What other school districts are doing around the country

Posted: November 06, 2011

Of the nation's 10 largest cities, eight use armed police in some form. And in the ninth city, New York, officers receive far more training and scrutiny prior to hiring.

Five of those city school districts - San Diego, Los Angeles, Houston, Dallas, and San Antonio - employ their own police officers, who receive comparable training to regular city police.

Chicago, Phoenix, and the San Jose Unified School District base city police officers in some of their buildings. In the case of San Jose, the officers are not in uniform, but rather dress casually in polo shirts and conceal their weapons.

In New York - the nation's largest school system - the city police department's school-safety division staffs the schools with unarmed officers who receive 14 weeks of training, intensive background scrutiny, and drug and character screening. (Armed precinct-based officers, however, also come into the schools.)

The nation's largest cities are by no means alone.

The Council of the Great City Schools, a coalition of large urban districts, surveyed members in 2004 and found that 29 of 37 respondents indicated its officers were armed. Las Vegas, Miami, and Indianapolis are among other bigger districts with their own police forces.

Smaller cities, such as Allentown, too, rely on armed officers, provided by the local city police department. Allentown recently announced it was considering hiring additional officers.

Even some smaller suburban schools, such as Abington's high school and junior high, have "school resource officers," who belong to the local police department. As integral members of the school staff, they teach law-related topics, serve as mentors, and focus on prevention, in addition to providing law enforcement.

"With all of these pieces," Abington Police Chief Bill Kelly said, "it can be a tremendously powerful experience."

The armed-officer model, however, has had its problems. In some districts, there have been tussles over authority between principals and police.

A 2005 report by the Center for the Prevention of School Violence, a think tank in North Carolina, looked at 19 communities - big and small - with school resource officers. In one large community early on in its program, "the sheriff made it known that he was considering filing obstruction-of-justice charges against [a] principal who withheld information about an alleged rape," the report said.

At another large site, a principal attempted to prevent students in a gifted-and-talented program from being arrested for writing lewd graffiti.

Armed police also have been the subject of critical reports by the American Civil Liberties Union in several cities around the country. The ACLU asserts that school police operations are criminalizing behavior that warrants only discipline.

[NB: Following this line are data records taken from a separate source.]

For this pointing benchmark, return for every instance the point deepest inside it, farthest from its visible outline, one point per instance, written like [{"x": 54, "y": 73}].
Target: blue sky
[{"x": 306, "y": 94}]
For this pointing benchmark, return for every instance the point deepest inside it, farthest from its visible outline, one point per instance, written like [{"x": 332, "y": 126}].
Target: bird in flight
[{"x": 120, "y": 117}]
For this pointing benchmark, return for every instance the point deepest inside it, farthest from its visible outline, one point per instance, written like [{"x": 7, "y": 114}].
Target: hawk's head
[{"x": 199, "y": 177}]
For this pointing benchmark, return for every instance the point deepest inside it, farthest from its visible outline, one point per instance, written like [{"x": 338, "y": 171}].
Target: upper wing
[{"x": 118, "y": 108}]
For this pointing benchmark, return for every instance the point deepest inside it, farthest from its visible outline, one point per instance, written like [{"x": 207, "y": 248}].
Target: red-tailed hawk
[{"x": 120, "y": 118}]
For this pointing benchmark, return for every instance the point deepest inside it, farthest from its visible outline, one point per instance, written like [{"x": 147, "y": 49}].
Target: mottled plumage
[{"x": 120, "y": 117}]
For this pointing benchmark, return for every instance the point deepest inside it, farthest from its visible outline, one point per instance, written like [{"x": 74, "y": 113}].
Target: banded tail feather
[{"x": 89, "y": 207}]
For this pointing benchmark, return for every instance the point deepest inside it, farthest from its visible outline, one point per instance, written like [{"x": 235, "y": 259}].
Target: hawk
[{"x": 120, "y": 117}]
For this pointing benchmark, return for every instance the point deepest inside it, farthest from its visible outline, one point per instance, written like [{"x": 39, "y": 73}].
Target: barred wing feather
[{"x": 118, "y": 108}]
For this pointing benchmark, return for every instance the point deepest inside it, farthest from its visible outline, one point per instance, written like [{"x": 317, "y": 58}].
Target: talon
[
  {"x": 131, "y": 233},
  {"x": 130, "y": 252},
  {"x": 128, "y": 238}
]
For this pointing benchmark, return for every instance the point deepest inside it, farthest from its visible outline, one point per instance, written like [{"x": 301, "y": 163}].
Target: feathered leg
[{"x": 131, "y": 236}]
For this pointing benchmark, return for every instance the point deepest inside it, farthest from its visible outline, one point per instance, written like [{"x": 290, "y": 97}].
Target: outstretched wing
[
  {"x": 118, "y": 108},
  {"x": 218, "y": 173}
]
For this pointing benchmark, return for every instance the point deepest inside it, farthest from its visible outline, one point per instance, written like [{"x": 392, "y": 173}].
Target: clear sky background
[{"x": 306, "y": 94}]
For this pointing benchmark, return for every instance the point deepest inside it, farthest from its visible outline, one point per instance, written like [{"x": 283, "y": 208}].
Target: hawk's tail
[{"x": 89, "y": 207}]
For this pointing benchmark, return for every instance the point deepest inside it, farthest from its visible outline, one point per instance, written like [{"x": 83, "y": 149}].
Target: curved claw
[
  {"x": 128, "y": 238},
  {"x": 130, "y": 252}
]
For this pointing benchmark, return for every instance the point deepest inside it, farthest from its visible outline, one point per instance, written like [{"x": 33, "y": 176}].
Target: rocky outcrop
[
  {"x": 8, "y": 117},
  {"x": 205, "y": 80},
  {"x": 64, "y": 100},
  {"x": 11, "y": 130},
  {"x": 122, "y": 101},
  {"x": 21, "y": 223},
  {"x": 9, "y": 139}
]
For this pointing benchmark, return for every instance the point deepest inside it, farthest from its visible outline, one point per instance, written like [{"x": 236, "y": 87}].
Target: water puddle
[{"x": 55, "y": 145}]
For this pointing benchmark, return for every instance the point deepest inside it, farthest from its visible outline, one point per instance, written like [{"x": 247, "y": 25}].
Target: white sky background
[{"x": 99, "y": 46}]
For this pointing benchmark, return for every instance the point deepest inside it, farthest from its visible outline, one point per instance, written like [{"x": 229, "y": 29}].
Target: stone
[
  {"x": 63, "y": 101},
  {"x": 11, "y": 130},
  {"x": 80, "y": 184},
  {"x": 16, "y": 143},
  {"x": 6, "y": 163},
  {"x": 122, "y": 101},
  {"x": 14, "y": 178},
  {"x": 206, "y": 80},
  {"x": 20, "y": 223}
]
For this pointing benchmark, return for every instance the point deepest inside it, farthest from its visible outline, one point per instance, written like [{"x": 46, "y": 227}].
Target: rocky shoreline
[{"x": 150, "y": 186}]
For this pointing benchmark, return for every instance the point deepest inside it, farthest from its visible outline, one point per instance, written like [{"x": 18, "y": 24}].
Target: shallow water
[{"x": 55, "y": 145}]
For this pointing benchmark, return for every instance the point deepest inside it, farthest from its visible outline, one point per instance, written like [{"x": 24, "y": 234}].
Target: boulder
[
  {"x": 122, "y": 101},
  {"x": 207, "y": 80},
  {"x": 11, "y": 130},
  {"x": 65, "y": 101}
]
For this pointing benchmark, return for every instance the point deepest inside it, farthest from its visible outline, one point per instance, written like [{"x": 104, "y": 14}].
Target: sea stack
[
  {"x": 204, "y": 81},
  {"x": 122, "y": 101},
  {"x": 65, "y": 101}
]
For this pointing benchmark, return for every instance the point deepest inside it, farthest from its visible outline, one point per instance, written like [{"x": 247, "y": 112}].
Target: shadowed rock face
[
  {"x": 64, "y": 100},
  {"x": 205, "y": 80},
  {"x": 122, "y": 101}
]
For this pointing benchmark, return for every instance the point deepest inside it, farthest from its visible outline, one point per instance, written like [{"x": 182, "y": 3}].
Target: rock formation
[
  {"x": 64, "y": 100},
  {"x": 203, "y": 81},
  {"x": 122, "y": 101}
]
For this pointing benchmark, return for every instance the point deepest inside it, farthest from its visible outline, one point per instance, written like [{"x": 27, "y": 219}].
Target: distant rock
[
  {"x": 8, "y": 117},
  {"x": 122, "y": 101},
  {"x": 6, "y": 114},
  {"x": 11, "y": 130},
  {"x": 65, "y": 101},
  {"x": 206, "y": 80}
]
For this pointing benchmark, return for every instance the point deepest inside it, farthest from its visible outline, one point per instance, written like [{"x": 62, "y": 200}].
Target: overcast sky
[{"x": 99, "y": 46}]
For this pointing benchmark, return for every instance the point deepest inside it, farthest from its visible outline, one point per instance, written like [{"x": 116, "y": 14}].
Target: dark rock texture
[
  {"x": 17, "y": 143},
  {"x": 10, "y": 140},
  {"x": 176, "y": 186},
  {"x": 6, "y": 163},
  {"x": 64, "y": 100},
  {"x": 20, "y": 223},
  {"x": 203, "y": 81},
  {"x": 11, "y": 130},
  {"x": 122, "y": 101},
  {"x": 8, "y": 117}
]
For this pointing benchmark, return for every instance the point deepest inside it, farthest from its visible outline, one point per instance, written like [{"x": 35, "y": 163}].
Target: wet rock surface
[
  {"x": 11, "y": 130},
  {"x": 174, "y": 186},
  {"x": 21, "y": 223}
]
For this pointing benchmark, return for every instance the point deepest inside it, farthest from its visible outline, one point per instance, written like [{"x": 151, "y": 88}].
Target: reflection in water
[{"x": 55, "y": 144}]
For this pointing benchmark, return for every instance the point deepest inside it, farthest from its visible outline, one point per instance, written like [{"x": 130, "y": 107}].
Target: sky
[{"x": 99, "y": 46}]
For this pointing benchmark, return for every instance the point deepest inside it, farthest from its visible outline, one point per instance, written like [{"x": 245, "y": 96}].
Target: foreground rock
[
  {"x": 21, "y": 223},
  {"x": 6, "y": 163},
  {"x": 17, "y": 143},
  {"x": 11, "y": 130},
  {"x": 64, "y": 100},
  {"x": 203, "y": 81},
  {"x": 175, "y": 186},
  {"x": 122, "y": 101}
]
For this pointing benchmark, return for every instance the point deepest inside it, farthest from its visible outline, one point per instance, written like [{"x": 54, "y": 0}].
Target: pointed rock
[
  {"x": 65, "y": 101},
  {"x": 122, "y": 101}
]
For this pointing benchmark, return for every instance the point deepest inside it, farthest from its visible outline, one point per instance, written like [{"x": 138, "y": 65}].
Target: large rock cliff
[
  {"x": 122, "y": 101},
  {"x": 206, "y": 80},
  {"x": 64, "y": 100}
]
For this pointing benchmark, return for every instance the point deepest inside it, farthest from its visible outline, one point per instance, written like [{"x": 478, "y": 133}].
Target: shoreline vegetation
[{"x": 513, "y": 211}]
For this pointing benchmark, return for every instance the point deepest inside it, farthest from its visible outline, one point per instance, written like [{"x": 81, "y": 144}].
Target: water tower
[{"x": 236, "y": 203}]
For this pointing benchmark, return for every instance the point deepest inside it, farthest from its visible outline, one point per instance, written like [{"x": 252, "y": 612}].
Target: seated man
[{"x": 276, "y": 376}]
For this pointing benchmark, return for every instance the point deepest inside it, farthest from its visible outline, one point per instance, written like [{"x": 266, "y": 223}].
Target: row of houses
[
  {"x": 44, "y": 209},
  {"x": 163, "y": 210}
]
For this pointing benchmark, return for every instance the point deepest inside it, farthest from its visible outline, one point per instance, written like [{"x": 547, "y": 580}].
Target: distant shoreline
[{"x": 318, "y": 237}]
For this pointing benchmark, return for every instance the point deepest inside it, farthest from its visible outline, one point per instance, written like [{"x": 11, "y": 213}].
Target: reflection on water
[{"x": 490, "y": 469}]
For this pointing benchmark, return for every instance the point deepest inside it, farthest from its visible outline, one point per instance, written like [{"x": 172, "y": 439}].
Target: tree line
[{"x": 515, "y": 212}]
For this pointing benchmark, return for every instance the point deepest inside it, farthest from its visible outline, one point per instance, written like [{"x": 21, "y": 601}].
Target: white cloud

In 2010, the ACLU filed a class-action lawsuit in federal court against the City of New York. It seeks improved training relating to arrests, searches, and the use of force; better investigation of complaints against officers; and assurances that children won't be inappropriately or unlawfully arrested.

Some officials in Texas, too, are wondering if districts have gone too far.

"You have principals saying, 'Wait a minute. Slow down. We don't want this incident handled like this,' " said C.O. "Brad" Bradford, a former Houston police chief, who is on city council and has heard concerns from school administrators. " 'Johnny just pushed Anthony. What do you mean it's an assault?' "

They also are beginning to question the amount of education funding being funneled toward police and security. And they wonder whether some schools that rarely see serious crime need police.

"This is the question that is being asked in Texas, not so much whether they're armed or unarmed," said Deborah Fowler, deputy director for Texas Appleseed, a public-interest law center. "It's really a question of how many, and are we spending too much, given other cuts we're seeing to educational services?"

Texas Appleseed has noted an increase in criminal citations being issued to youth statewide since school districts created their own police departments.

Fowler said Texas youth received about 300,000 tickets last year - 120,000 for truancy. While the numbers don't specify the location for other offenses, her agency believes more than half are school-based.

Concerned about arrests of students, Clayton County, Ga., near Atlanta, tried a different approach.

The courts, the school district, the district attorney's office, and law enforcement agreed to cut back on arrests. Instead, they issued warnings and referred students to school-based programs for misdemeanors, rather than filing charges. The school system, which serves about 50,000 students, noted a 70 percent drop in weapons possession and a 72 percent decline in referrals to juvenile court, according to a Clayton juvenile court judge.

But others, including former Houston Mayor and Police Chief Lee Brown, say using armed police works well. Houston schools, Brown said, are safer since the school police force was created.

"It has the advantage of having the school police focus its attention on the schools and the immediate vicinity of the schools," said Brown, chief from 1982 to 1990 and mayor from 1998 to 2004. "The Houston Police Department can focus their attention on other issues in the city."

Councilman Bradford called for further discussion.

"This is an issue, in my view, for school boards in Houston and Texas and across America," he said, "to examine very, very closely."